En ese momento me generó un sabor muy muy amargo esa declaración. Sobre todo porque percibí que la vendedora sentía una especie de complicidad conmigo. Y ese mismo sabor amargo me genera ya desde hace unos meses la leyenda en la chaqueta de los trabajadores de los Malls, que juntan los carros que dejamos en el estacionamiento (hago me culpa) y reza; “Recuperadores de carro”. Me parece que a aquellos hombres, por un lado, probablemente les asignan otras tareas, y además, como trabajadora de la palabra, no puedo más que notar que esa es una etiqueta que no dignifica. Me dirán que todo trabajo es digno, y es cierto (y recuerdo que mi abuelo Raúl cada vez que alguien decía que le daba vergüenza esto o aquello, él contestaba con sapiencia: “vergüenza es robar”), es decir, es válido intentar ganarse el dinero de todas las maneras lícitas.
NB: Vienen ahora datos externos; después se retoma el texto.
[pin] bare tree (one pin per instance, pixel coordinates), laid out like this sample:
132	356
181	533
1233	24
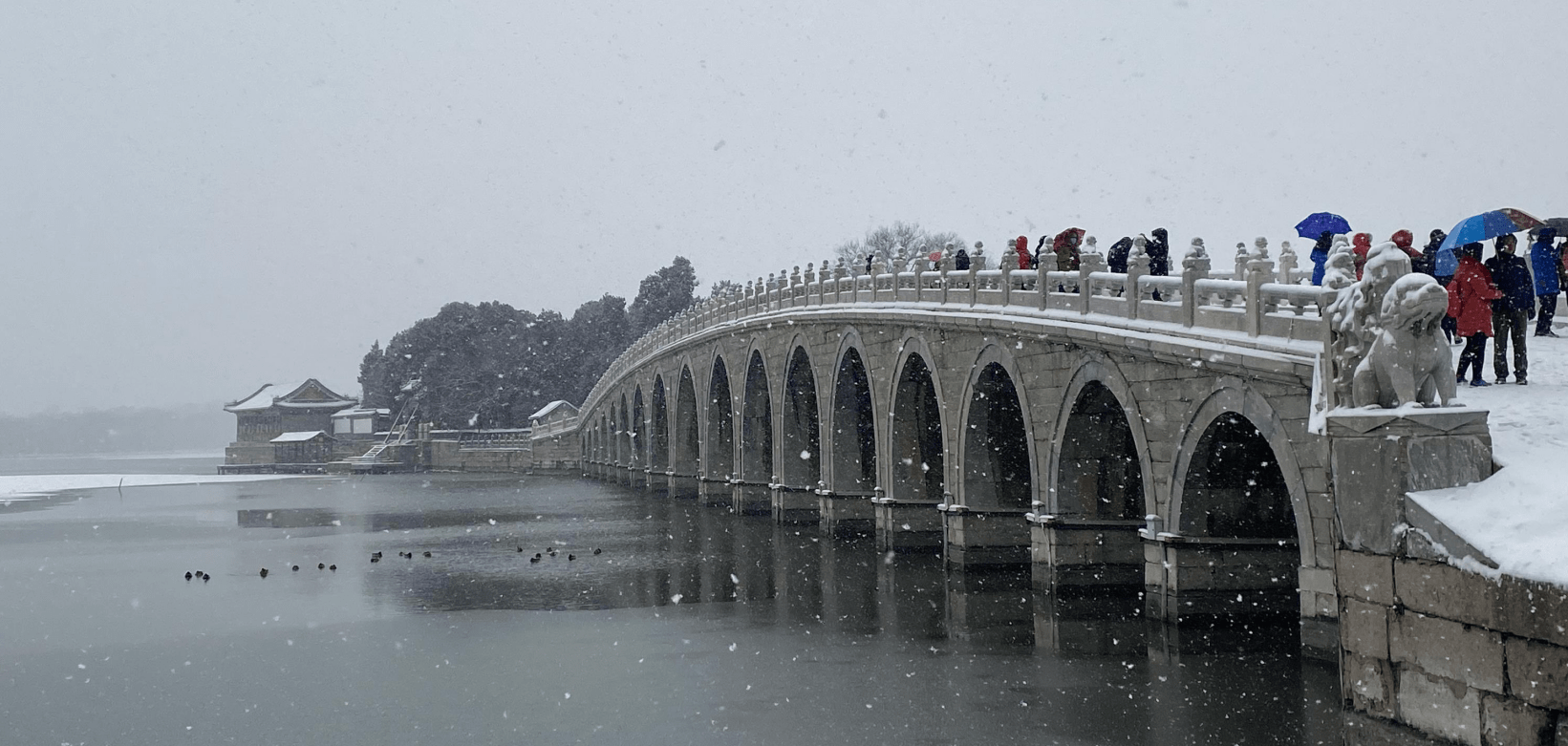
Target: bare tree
885	242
Pero: “¿recuperador de carros?”. Estoy segura que son mucho más que eso.
En el voluntariado al que pertenezco, que se llama “Contigo”, después de mucho analizar y capacitarnos y discutir y avanzar con ensayo y error, llegamos a la conclusión de que lo que hacemos, y por lo que luchamos y nos esforzamos, es por establecer con nuestros vecinos un vínculo dignificante. Un vínculo dignificante. Eso implica una relación de horizontalidad. Reconocer al otro como par. No, no hay equidad, nosotras tuvimos mejores oportunidades y tenemos una red de contactos y soporte y acceso a bienes y servicios muy superior. Pero cuando nos encontramos con ellos, con quienes queremos equiparar la cancha, nos miramos a los ojos en una línea recta, recta y horizontal, que queremos achicar.
Me dirán que soy naïf. Que el reclamo es por otra cosa. Que el sueldo mínimo, que las pensiones, que la salud. Y yo les digo: sí, pero también, y muy fundamentalmente, la dignidad. A veces no hay maltrato. Pero hay destrato. Una indiferencia que invisibiliza al sujeto o lo considera inferior. Y si no lo veo, si lo considero inferior, le ofrezco las ollas de latón y le pongo el chaleco con la leyenda de “recuperador de carros”. (“¿De qué trabajas papá?”. “De recuperador de carros”...).
Yo no sé cómo va a seguir la situación en Chile. Cada día es una sorpresa. Pero mientras tanto, con cada persona que me cruzo, hablo. Y en el hablar, lo reconozco como par. Y en el hablar, a veces aprendo, y a veces enseño.
Porque al final, todo se reduce a la educación.